|Passive transport||Type of transport that does not require energy to occur|
|Osmosis||The net movement of water across a semipermeable membrane from an area of lower solute concentration to an area of higher solute concentration|
|Tonicity||The ability of an extracellular solution to make water move into or out of a cell by osmosis|
Osmosis is a passive transport process during which water moves from areas where solutes are less concentrated to areas where they are more concentrated.
Tonicity and cells
|Tonicity of solution||Solute concentration||Water moves...|
|Hypertonic||Higher solute in solution than in cell||Out of the cell|
|Isotonic||Equal amounts of solute in cell and solution||Into and out of cell at the same time|
|Hypotonic||Lower solute in solution than in cell||Into the cell|
Często spotykane błędy i nieporozumienia
- In osmosis, water moves from areas of low concentration of solute to areas of high concentration of solute.
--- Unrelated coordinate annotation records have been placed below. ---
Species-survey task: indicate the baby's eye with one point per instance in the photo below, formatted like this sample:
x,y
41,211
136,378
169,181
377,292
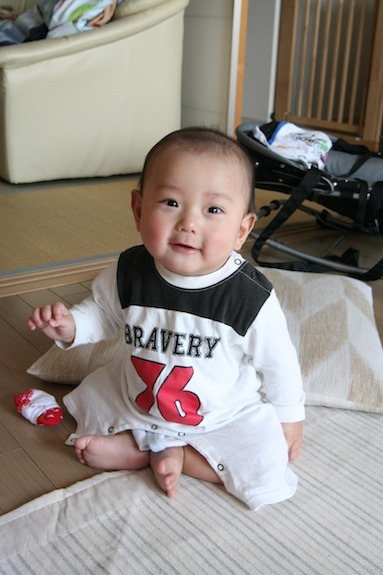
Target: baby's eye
x,y
171,203
215,210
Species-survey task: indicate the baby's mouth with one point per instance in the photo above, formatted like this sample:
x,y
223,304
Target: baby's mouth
x,y
184,247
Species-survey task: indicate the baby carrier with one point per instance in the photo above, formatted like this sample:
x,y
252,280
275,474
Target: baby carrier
x,y
344,178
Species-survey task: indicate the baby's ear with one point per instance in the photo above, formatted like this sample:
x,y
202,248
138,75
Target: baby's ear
x,y
136,203
245,229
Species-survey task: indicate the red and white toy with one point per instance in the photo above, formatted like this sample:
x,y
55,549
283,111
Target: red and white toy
x,y
39,407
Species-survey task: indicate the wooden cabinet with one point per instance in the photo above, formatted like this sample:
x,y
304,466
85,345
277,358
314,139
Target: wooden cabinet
x,y
330,67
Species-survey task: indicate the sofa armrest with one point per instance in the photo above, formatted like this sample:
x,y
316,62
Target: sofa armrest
x,y
128,21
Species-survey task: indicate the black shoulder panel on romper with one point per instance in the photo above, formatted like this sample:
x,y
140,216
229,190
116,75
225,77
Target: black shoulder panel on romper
x,y
235,301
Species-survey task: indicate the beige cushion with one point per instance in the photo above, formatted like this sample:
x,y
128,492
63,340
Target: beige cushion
x,y
332,325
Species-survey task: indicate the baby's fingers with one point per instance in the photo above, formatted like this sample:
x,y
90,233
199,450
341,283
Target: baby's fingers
x,y
40,317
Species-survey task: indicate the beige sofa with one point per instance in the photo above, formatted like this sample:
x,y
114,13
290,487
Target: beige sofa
x,y
91,104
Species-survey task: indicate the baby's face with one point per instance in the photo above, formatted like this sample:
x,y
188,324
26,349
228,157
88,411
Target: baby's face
x,y
193,211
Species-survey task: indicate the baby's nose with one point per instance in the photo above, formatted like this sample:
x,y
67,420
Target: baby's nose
x,y
187,223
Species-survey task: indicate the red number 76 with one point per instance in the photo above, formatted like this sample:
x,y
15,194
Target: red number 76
x,y
175,404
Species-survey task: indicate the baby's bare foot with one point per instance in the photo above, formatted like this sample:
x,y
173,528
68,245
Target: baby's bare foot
x,y
111,453
167,468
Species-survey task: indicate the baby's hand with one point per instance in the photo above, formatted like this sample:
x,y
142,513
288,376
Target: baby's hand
x,y
56,321
293,435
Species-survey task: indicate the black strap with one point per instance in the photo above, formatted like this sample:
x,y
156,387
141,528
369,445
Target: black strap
x,y
305,190
302,192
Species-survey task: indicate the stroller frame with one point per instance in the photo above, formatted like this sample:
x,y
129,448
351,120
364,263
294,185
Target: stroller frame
x,y
356,200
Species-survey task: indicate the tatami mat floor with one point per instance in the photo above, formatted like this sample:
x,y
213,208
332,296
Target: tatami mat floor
x,y
35,460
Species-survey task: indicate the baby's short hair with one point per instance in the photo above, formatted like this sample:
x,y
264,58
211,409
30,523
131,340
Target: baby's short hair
x,y
202,140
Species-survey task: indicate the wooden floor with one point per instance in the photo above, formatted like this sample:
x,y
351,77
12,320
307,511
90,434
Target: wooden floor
x,y
35,460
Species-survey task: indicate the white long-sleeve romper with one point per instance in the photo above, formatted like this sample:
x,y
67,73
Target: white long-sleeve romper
x,y
209,363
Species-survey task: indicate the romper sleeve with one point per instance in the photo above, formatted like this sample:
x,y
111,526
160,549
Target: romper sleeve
x,y
99,317
276,361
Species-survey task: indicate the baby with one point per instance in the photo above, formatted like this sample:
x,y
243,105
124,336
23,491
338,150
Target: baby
x,y
210,384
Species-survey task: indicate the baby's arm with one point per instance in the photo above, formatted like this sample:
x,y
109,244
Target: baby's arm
x,y
293,435
56,321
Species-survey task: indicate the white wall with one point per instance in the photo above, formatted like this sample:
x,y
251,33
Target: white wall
x,y
261,59
206,65
207,62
But wait! Didn’t we say that osmosis is a passive process? It is! Water does still follow its concentration gradient, so it might be easier to think that water moves from where the concentration of water is high to where the concentration of water is low rather than thinking about solute concentration.
- Hypertonic and hypotonic are not the same. If a cell is put into a hypertonic solution, water will leave the cell. A quick tip to remembering this is to visualize “hyper” kids who want to go play outside! In contrast, when a cell is put into a hypotonic solution, water will enter the cell. Another trick to remembering this is that the cell swells and gets round like the “o” in hypo!